Q: My mother tells me that as a girl she once asked the grocer for a lub of butter, which brings me to my question: why don’t the abbreviations “lb.” and “oz.” look more like the words they stand for, “pound” and “ounce”?

A: Those two abbreviations are short for foreign terms, which is why they bear so little resemblance to their English counterparts.

Our abbreviation “lb.” (plural “lbs.”) is from the Latin libra, which means “pound.” It came into use in English in the 14th century.
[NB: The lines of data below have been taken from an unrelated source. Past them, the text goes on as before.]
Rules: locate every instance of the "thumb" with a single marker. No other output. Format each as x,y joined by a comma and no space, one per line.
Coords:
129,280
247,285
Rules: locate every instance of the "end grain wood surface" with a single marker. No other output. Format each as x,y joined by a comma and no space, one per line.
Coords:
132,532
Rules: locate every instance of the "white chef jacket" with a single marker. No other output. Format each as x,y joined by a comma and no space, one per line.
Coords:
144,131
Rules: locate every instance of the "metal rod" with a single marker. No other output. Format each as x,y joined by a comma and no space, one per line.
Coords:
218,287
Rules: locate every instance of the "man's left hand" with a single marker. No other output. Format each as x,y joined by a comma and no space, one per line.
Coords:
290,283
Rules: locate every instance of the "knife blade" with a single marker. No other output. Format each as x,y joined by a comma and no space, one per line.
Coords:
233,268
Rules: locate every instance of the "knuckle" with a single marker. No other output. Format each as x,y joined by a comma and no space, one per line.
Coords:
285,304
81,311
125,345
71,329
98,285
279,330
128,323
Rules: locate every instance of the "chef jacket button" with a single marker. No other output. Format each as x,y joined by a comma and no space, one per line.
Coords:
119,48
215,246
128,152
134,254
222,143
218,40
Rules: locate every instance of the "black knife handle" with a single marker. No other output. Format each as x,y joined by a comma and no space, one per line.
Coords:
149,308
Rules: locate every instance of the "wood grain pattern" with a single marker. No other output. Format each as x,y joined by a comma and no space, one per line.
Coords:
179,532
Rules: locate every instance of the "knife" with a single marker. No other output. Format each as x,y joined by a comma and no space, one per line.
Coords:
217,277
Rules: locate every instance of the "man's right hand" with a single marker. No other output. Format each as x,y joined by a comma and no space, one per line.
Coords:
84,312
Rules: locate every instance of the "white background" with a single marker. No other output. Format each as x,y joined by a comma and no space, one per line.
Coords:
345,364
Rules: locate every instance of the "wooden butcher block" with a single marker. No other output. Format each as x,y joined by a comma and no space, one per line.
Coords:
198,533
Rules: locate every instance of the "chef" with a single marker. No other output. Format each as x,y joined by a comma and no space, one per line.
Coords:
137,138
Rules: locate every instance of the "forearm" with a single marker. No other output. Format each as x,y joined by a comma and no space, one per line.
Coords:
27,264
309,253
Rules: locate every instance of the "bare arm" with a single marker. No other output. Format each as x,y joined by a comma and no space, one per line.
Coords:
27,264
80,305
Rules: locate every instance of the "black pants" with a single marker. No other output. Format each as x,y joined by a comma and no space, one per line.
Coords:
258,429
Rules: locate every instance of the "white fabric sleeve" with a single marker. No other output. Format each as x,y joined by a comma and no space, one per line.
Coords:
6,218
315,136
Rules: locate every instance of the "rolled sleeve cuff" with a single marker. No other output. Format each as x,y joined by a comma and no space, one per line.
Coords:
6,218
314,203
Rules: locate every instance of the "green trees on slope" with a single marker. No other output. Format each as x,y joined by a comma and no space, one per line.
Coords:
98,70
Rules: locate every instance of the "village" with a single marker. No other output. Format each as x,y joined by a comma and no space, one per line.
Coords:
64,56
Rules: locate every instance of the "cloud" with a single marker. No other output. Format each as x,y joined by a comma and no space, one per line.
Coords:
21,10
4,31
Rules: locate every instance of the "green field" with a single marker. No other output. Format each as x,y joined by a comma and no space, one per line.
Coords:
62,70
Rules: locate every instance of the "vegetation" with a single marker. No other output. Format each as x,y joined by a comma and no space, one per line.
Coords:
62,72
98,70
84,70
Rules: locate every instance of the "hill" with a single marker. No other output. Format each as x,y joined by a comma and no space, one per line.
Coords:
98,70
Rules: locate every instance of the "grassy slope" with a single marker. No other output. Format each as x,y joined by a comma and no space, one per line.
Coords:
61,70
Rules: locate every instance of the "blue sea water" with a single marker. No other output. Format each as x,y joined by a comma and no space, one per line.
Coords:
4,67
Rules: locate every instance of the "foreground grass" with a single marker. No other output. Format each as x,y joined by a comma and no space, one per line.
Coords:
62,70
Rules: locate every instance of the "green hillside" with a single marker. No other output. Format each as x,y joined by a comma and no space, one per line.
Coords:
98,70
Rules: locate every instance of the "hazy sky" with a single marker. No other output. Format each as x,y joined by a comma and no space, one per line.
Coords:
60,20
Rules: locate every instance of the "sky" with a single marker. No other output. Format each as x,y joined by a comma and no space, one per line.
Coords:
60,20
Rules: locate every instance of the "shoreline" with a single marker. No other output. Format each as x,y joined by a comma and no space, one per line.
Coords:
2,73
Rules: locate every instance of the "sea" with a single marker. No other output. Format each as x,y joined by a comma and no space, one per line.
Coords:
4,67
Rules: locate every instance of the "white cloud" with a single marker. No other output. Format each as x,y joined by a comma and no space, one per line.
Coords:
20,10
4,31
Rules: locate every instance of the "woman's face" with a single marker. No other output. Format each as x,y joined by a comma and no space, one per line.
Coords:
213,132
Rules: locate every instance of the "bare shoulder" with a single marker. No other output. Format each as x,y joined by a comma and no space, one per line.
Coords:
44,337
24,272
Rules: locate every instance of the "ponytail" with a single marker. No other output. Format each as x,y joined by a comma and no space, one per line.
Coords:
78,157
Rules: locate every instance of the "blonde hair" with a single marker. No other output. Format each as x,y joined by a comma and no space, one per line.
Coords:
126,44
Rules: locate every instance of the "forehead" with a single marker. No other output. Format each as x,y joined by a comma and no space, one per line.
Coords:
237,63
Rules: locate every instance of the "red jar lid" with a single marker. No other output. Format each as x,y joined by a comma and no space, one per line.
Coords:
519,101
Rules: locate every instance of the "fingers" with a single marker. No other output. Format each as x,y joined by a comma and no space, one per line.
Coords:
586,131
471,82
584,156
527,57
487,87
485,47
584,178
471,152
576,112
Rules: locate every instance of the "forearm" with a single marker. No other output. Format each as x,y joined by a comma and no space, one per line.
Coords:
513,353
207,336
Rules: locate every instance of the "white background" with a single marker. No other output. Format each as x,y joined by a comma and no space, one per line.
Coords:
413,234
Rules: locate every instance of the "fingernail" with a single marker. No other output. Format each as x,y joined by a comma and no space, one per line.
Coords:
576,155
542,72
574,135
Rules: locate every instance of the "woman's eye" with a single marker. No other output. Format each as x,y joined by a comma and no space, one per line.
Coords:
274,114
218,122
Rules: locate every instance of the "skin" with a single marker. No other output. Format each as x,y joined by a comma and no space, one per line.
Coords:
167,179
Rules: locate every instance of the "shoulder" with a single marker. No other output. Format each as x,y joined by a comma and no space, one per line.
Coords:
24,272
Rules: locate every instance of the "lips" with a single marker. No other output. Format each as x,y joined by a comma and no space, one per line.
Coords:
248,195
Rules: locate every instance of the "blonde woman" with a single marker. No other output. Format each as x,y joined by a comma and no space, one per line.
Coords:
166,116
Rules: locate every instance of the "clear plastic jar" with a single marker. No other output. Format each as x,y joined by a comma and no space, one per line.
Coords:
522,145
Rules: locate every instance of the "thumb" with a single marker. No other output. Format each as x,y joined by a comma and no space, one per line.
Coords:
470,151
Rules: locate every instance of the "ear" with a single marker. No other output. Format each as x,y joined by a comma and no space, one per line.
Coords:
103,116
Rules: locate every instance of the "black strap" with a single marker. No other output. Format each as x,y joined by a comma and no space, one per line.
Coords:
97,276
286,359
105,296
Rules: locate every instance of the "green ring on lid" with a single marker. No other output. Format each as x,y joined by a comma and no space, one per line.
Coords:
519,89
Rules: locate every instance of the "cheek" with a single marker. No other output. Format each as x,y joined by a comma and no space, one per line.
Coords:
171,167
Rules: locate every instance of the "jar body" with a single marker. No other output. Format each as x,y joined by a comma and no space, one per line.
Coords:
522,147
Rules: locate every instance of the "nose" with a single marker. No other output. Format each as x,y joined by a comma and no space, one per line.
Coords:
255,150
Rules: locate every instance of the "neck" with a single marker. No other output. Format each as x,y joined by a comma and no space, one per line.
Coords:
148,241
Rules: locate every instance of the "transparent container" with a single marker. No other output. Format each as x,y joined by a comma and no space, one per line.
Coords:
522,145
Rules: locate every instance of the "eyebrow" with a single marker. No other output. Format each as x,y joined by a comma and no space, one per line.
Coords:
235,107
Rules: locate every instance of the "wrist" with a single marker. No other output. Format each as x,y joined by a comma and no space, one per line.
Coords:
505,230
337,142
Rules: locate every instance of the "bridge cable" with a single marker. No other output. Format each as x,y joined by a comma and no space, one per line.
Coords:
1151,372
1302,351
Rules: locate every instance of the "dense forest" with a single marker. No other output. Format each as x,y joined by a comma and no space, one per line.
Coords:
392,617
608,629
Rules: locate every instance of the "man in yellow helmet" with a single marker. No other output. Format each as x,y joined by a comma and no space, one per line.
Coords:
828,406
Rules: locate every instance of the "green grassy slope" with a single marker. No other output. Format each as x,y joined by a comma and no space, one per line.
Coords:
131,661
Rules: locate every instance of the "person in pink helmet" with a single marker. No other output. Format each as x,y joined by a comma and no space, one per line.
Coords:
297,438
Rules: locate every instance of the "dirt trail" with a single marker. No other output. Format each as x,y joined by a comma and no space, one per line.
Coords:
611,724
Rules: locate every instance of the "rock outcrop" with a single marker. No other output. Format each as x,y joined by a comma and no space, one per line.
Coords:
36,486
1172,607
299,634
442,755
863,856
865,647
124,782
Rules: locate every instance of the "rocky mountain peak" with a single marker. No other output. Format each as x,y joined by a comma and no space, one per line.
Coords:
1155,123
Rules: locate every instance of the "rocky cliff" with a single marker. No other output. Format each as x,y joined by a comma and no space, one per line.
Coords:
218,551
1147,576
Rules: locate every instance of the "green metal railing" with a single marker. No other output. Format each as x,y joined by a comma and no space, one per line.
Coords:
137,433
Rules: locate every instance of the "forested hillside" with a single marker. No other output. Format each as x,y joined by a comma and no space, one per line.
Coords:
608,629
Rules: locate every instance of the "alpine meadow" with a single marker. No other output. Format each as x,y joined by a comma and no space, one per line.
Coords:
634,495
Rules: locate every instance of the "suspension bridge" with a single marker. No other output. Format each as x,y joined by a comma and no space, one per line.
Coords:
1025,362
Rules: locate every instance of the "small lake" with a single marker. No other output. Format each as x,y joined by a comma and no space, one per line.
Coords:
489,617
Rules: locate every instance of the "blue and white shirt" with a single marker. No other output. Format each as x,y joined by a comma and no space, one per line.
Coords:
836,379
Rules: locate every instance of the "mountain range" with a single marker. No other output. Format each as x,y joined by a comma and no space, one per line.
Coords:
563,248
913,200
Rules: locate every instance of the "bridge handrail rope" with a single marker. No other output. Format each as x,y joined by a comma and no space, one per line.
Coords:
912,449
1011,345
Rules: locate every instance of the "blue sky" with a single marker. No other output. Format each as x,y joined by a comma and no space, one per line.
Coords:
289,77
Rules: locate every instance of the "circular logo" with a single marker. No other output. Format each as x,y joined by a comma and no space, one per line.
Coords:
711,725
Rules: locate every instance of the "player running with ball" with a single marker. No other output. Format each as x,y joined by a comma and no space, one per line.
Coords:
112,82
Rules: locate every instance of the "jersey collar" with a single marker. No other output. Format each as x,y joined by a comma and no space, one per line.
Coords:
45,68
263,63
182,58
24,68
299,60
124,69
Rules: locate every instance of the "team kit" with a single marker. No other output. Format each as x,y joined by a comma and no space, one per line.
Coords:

And “oz.” (both singular and plural) is from an obsolete Italian word for “ounce,” onza. (The modern Italian term is oncia.) English writers borrowed the “oz.” abbreviation from the Italians in the 15th century.

Two other frequently seen abbreviations, “i.e.” and “e.g.,” are short for the Latin phrases id est (which means “that is”) and exempli gratia (“for example”).

These abbreviations, which came into use in English in the 17th century, are sometimes used incorrectly. Here’s how Pat explains them in her grammar and usage guide Woe Is I (revised 3rd ed.):

“Go ahead. Be pretentious in your writing and toss in an occasional e.g. or i.e. But don’t mix them up. Clumsy inaccuracy can spoil that air of authority you’re shooting for. E.g. is short for a Latin term, exempli gratia, that means ‘for example.’ Kirk and Spock had much in common, e.g., their interest in astronomy and their concern for the ship and its crew. The more specific term i.e., short for the Latin id est, means ‘that is.’ But they had one obvious difference, i.e., their ears. Both e.g. and i.e. must have commas before and after (unless, of course, they’re preceded by a dash or a parenthesis).”